I recall a conversation with a friend of mine a few weeks ago. We were discussing writing and the accessibility to wide audiences. What does it take to connect with many, many people? He is of the opinion the right structure opens a clear channel of communication and allows more people to fully understand it. I agree to an extent. If I started to write in a brand new alphabet and phrases, then very few would read it. They don’t understand it, and therefore abandon it. Yes, it’s slovenly, but nothing is there to motivate them otherwise.
I’m of the opinion, though, that it can be complete elitist garbage and still be popular. I have not changed my opinion about James Joyce, ever since I continued my reading of Ulysses. This is supposedly one of the greatest books of all time, but it’s too ciphered. It’s a horrible read and a disservice to the audience. Yet it’s wonderful? Bullshit. Too many people/critics have told their friends it was a great book, read way too much into it, and voila! Successful piece of literature.
This is why I refuse to read anything by J. K. Rowling. Her snowball has rolled, and I’m not big on the young adult section anyway. There are a ton of better experiences left, but are flooded out by the bandwagon. I often feel like a miner panning for gems.

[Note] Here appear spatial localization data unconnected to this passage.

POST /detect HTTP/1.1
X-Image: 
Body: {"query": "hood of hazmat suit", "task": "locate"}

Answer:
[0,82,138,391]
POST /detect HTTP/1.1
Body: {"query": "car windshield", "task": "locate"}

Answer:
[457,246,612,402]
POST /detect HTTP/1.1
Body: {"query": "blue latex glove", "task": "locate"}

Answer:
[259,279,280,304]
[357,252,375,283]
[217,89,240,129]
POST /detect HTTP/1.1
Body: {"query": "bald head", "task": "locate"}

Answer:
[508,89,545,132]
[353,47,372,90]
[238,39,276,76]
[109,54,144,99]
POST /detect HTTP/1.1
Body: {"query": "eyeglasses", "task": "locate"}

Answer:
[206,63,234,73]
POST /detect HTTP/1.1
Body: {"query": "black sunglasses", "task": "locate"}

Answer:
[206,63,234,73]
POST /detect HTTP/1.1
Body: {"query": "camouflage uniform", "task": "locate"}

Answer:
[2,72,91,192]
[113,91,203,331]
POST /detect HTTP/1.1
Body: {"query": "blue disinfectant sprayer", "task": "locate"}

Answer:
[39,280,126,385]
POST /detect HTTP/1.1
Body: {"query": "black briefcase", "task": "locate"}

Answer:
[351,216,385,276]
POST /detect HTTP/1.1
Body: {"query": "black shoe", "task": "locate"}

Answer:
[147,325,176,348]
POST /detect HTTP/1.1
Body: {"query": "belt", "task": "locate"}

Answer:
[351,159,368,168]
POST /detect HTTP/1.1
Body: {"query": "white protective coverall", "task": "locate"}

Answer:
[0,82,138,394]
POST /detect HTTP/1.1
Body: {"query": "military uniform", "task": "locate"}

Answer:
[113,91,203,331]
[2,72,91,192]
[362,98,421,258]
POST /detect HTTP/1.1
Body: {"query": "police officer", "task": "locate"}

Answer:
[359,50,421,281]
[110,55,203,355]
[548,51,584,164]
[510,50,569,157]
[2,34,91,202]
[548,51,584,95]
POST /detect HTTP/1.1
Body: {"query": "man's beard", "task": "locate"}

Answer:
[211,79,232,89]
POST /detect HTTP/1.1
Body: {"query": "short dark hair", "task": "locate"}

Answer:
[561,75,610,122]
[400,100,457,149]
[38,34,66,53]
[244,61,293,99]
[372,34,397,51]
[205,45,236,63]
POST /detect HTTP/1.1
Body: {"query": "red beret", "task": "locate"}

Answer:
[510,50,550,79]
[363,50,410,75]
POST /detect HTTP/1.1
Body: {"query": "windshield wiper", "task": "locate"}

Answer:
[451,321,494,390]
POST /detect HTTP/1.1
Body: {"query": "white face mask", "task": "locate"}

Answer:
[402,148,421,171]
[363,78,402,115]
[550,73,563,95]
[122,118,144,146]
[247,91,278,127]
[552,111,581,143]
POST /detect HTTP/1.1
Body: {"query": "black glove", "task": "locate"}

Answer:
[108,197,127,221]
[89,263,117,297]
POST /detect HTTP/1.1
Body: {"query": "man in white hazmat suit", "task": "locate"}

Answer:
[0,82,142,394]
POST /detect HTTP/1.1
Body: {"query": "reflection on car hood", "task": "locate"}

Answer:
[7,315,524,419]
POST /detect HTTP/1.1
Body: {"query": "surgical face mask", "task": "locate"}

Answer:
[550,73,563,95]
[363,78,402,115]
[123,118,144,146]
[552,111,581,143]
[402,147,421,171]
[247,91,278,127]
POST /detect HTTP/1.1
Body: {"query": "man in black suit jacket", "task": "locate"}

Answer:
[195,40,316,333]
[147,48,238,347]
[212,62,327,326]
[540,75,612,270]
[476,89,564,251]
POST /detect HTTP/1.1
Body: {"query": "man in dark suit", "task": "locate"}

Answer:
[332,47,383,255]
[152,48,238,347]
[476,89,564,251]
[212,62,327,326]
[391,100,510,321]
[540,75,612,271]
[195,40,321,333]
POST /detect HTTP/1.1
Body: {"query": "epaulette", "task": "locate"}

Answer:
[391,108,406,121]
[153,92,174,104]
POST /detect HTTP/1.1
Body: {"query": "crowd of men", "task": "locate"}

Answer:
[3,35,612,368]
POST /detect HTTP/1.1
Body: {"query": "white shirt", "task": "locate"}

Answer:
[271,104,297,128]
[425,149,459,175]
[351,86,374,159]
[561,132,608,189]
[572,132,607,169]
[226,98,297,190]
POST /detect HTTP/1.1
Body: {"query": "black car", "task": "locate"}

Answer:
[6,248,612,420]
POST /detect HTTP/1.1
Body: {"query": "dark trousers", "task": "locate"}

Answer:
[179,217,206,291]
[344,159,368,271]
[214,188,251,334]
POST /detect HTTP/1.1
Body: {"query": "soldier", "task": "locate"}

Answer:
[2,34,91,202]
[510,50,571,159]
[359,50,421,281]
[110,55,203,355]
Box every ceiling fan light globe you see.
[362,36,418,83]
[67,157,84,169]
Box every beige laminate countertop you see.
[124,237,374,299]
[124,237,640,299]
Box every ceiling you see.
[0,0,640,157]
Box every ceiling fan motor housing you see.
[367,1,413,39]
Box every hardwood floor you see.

Instead of this being a bunch of sour notes in a musical score, I’d merely like to say this: if you are reading this and feel like you’re passed over, then don’t stop. Don’t stop, even when you feel like you’re writing the worst literature on the face of the planet. Don’t stop when you’re met with silence for the next twenty years, because I will tell you people are thick headed. It may take twenty years for people to catch up with you. Not everything can be a home run, and that goes for every writer. Perhaps the worst thing you can do is stop, as time will pass whether you create or not.